ふと、小学校の道徳の授業を思い出す
私が小学5年生くらいの頃の話。道徳の授業で
「"あなたはやさしいですね"と言われて気分が悪くなる人は手を挙げてください」
と先生に問いかけられ、クラスで私だけが手を挙げた。もちろん、
「いませんね?"やさしい"と言われたら誰しも必ず気分が良くなります」
と繋げて説得力をもたせるための、儀式的な問いかけだということくらいはわかっていた。それでも、私の中では大きな違和感があり、納得しきれず手を挙げてしまった。
この頃の年代であれば、誰しも多少はあっただろう、反抗期的な幼い精神から「単にマジョリティに逆らって目立ちたかっただけ」と思われるかもしれないが、私の中では明確な理由があっての行動であった。幼い当時はその理由をうまく言語化できず、先生やクラスメイトからは大いに変人扱いされた。しかし、今思い返してみれば、それを多少なり言葉にできるのではと思って書き出してみた。
私は当時までの、10年弱という短い人生の中で「あなたはやさしい」などと言われた事は一度もなかった。それ自体は明確に私自身の性格が悪いので仕方のないことだが、そのような状況で突然「やさしい」と言われれば、あまりのそぐわなさから悪寒が走るだろう。童心ながら、私はやさしい人間などではない、という確かな自覚があったのだ。例えば、カラスを見て白い、などと言えば誰しもギョっとするだろう。まして、自分は黒いという事を自覚しているのに、「あなたは真っ白」と言われたらどんな気持ちになるだろうか。相手の認識が狂っているのか?はたまた、自分の思考が間違っていたのか?と不安になるだろう。また、一般的にはやさしい人間というのは良い人間とされるため、やさしくない悪い人間が誰かに「やさしい」という印象を与えてしまう事は、詐欺行為に他ならない。自分が知覚していることと矛盾すること、人を騙して間違った印象を与えること、この2点がどうしても、小学生の私には容認できなかった。
もし、日頃から人にやさしく接することを心がけようと努力している人が「やさしい」と言われれば、この上なく嬉しいことに違いない。思いが通じたのだから。そういう報い自体を否定するつもりはない。日頃から努力していなくても、まあ大多数の人間なら「やさしい」と言われて喜べるだろう。それを怠慢だとは思わない。他人の感性を否定するつもりなどはない。しかし、どんな言葉にも、この私のようなレアケースがありうると思われる。
「言われて必ず良い/悪い気分になる言葉」など存在しない。同じ言葉であっても、文脈、状況、人間関係によってその意味は変化しうる。全く同じ言葉であっても、場合によっては人を癒すし、傷つけもする。

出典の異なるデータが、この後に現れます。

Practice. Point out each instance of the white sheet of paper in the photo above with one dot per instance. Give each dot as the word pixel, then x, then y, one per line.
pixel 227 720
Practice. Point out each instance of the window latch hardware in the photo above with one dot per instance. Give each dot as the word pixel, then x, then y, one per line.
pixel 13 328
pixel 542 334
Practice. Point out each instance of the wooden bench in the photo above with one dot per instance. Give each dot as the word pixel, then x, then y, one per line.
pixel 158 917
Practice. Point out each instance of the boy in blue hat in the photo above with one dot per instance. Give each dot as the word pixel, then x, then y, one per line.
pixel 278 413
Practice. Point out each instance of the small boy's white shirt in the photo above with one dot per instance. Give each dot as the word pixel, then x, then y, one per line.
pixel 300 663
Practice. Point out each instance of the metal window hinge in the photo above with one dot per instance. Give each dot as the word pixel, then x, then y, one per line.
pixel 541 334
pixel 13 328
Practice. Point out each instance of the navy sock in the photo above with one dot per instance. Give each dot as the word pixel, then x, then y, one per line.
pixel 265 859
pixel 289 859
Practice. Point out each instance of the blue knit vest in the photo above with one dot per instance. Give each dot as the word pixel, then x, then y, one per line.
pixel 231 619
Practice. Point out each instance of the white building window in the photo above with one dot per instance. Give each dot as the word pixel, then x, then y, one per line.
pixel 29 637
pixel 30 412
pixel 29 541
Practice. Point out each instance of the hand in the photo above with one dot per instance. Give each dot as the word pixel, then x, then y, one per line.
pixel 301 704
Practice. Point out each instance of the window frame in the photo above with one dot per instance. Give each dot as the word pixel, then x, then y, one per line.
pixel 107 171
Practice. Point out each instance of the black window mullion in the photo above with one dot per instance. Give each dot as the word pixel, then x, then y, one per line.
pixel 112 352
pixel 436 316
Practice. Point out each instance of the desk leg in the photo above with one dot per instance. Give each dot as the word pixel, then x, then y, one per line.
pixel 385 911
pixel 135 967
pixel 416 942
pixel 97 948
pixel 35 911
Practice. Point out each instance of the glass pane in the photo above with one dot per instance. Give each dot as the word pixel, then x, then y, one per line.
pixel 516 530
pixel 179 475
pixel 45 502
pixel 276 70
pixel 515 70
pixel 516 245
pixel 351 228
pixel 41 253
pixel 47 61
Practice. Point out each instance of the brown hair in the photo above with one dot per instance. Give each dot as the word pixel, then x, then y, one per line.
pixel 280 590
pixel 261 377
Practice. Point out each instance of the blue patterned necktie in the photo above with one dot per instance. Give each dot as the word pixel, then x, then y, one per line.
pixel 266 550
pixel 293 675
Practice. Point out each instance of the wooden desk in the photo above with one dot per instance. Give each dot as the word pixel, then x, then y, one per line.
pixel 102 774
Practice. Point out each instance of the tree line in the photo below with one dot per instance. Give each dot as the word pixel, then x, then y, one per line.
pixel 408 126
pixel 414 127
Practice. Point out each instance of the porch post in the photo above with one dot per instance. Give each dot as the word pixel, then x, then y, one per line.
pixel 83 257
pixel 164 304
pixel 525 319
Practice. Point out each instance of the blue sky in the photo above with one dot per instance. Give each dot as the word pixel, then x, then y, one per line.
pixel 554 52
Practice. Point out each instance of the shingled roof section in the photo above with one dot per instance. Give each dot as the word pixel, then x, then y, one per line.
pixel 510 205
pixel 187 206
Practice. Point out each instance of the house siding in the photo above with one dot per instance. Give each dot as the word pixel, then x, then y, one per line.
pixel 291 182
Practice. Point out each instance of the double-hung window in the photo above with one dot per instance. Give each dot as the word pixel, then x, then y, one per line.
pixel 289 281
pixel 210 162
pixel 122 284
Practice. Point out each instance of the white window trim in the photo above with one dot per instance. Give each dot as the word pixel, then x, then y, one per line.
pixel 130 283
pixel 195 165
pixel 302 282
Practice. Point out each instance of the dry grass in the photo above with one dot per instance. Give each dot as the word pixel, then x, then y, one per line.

それなのに、感情表現やリアクションを一元化し、共通化を推し進めるのは正しい取り組みなのだろうか。古今東西、言葉の暴力のみで命を落とす人間は多数いる。そういった事象を防ぐために必要な方法は、表現の一元化しかないのだろうか。私は人と会話した後、いつも考えてしまう。あれらの言葉は、先方を傷つけるような文脈を内包してはいなかっただろうか。何気なくかけた言葉が、凶器として受け取られていないだろうか。考えるだけ堂々めぐりだが、何も考えないよりはマシなんじゃないかと思う。自分にできる事は何だろう。考えても結論は出ない。
「あんた不器用だな」と言われれば、「たしかにその通り。よく俺のことがわかったな」と称賛したい。とても良い気分である。